Бальфур предложил Вейцману представить ему проект соответствующей декларации для внесения в правительство. С учетом такого важного поворота событий была создана консультативная политическая комиссия при Вейцмане и Соколове. В комиссию вошли видные английские сионисты, а также российские, жившие в то время заграницей. Среди последних следует назвать Ахад-Гаама и Акиву Яакова Эттингера, занимавшего пост главного агронома Национального фонда и считавшегося одним из крупнейших специалистов по Эрец-Исраэль.
В начале июля 1917 года Вейцман пригласил в Лондон Членова участвовать в политических усилиях и представлять там российский сионизм. Для Членова это была вторая поездка в Европу на сионистскую работу. Невзирая на тяжелую болезнь и уговоры друзей не подвергать опасности свое и без того пошатнувшееся здоровье, Членов откликнулся на призыв Вейцмана, считая себя не вправе устраниться от переговоров, в которых решалась судьба сионизма и Эрец-Исраэль. Его присутствие в Лондоне было особенно важно, т. к. Сионистская организация России была самой крупной и являлась самой авторитетной не только в глазах сионистов Запада, но и в глазах политиков великих держав.
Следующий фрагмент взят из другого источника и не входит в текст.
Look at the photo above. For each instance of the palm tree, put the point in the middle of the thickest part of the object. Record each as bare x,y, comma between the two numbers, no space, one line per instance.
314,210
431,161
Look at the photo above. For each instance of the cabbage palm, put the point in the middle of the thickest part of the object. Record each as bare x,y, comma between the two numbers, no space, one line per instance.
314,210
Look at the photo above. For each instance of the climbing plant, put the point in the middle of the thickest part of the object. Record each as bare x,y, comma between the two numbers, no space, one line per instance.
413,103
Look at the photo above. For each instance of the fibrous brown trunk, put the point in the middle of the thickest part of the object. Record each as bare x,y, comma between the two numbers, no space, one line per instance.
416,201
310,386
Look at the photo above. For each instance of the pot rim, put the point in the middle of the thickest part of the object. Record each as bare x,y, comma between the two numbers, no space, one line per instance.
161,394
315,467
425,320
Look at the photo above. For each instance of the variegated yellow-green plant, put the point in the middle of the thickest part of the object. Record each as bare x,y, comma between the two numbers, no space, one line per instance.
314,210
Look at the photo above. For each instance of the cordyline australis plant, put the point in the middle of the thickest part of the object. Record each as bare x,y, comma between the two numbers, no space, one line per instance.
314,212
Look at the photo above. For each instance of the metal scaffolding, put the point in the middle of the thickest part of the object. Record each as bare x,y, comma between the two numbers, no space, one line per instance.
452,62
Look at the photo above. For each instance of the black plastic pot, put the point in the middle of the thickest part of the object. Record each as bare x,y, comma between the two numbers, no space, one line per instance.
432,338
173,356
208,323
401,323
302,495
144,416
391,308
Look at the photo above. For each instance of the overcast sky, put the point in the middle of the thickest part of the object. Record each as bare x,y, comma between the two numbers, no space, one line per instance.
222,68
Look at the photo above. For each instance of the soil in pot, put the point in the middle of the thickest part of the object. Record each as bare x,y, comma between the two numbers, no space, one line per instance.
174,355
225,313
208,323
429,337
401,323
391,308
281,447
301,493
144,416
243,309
Переговоры в Лондоне близятся к успешному завершению, официальное заявление ожидается со дня на день, и недопустимо, чтобы российский сионизм не сказал своего слова в эти решающие минуты, — так отвечал Членов своим друзьям и товарищам. Когда его друг, член Центра, адвокат Яаков Клебанов заметил ему, что при таком состоянии здоровья поездка невозможна. Членов ответил со спокойной, слабой улыбкой: «Мне бояться нечего…
Я человек обреченный, и смерть уж совсем близко стоит за моей спиной. Я знаю, что жить мне осталось недолго, и Бог знает, как я доеду и доеду ли вообще. Неужели вы полагаете, что я могу теперь не поехать, когда меня требуют туда? Неужели я должен предпочесть смерти на сионистском посту смерть в санатории под Москвой?»